Brooks Orpik played his last season of hockey in the NHL during the 2018-19 campaign with the Washington Capitals. A year prior, he was part of the first-ever Caps team to bring home a Stanley Cup championship to DC.
Orpik talked about winning with that Caps team with former NHL player Cam Janssen and St. Louis Blues reporter Andy Strickland on the Cam & Strick Podcast on Tuesday. The rugged blueliner discussed particularly what inspired the Caps to do their best to overcome a third-period deficit in Game Five against the Vegas Golden Knights to win the Cup.
Celebrating in Vegas.
In Game Five, the Golden Knights took a 3-2 lead into the final frame of regulation before goals from Devante Smith-Pelly and Lars Eller vaulted the Caps into the lead.
Orpik, now a member of the player development staff in the Capitals organization, revealed that partying in Sin City helped fuel that eventual comeback victory.
“I remember we were down going into the third period and that may have come up in between periods,” Orpik said. “Like, ‘Hey, guys, let’s not screw this one up because we’re staying overnight here.’ I think only two guys slept and they were the only two guys that were late for the plane. Everybody else just stumbled right to it. It was awesome and all the families were in town. We did something with the families at the hotel right after and then after that it was just the guys. It was cool, we wound up going to Hakkasan and Ovi was buddies with Tiesto and he just happened to be playing there that night. It was a good night.”
Little did Brooks and the other Caps know, that was just the start of over a week-long party once the club returned to DC. A party that perhaps went a little too long for some of the group, but united them forever nonetheless.
“I’ll tell you, it was everybody,” Orpik continued. “It was such an awesome group. I will say we got to about day nine or ten and I think everybody was on the same page. It was like, I’ll pay whatever I gotta do to get out of this city now. My body literally is going to shut down. We had our fun.”
That bond still remains strong, too. Orpik conducted the podcast interview on the Capitals’ five-year Cupiversary last week and his phone was blowing up.

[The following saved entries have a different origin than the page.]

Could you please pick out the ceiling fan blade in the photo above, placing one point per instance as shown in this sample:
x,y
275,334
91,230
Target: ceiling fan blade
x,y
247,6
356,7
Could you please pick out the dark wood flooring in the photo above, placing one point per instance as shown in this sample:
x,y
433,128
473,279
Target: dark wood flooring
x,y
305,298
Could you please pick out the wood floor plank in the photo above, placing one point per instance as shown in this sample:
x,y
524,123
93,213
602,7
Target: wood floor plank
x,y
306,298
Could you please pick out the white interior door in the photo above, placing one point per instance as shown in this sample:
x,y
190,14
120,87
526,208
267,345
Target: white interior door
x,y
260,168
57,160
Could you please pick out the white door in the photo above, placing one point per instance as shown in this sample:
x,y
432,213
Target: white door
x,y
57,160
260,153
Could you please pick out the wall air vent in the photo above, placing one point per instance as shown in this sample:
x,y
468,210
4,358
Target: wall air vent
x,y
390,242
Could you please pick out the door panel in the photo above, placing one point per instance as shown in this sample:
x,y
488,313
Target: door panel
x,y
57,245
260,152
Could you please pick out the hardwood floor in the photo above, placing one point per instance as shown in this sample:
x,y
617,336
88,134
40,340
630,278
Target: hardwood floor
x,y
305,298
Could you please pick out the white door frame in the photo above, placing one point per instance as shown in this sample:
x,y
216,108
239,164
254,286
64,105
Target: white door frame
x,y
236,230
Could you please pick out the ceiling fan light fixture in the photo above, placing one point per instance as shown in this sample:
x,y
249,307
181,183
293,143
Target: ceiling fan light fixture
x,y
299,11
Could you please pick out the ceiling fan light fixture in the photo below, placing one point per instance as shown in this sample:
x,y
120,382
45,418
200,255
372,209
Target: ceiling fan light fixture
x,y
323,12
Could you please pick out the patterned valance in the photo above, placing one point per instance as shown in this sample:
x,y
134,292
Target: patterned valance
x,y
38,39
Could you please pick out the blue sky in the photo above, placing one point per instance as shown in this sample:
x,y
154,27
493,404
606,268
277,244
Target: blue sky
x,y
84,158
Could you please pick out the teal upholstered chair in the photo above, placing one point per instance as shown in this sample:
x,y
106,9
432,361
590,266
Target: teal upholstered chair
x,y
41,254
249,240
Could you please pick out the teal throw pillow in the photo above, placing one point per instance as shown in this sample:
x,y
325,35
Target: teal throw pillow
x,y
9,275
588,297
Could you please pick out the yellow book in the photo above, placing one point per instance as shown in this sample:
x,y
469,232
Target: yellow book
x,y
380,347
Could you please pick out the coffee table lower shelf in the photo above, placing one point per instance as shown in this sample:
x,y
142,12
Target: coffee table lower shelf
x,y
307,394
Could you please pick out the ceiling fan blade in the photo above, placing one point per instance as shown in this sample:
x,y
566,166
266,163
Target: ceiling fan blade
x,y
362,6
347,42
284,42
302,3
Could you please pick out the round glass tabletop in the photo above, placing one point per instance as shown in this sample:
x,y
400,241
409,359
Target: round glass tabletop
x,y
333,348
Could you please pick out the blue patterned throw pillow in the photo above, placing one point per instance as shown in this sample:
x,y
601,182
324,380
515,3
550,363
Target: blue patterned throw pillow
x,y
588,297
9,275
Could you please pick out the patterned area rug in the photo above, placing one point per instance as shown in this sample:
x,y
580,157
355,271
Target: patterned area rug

“I got a bunch of text messages on my phone because we still got an awesome group chat with the Washington team,” Orpik said.
The 2018 Cup victory was Orpik’s second opportunity to lift Lord Stanley after taking home the prize as member of the Pittsburgh Penguins in 2009. He won that first Cup alongside Sidney Crosby and then won his second with Crosby’s frenemy, Alex Ovechkin.
Orpik compared those two experiences and explained how Ovechkin’s victory felt like a full-on cathartic, emotional event for the Caps captain and postseason MVP.
“For Ovi, I think as excited as he was, it was almost kind of a feeling of relief more than anything,” Orpik said. “Because he had all that expectation, especially with Sid already having three under his belt, and whether it’s fair or not, those guys came into the league the same time and they were just always compared and held up against each other.
“Sid won it pretty early – it was a lot different feeling,” he added. I think it was just so much excitement with Sid and just the start of things to come. And, then Ovi, it felt way different. Maybe that’s why the partying was that hard in Washington.”
After that never-ending party with The Great Eight, Orpik played just one more year of pro hockey before calling it quits on a 16-year NHL career. Not long after he got a call from Caps general manager Brian MacLellan about playing a role in the future careers of Caps prospects.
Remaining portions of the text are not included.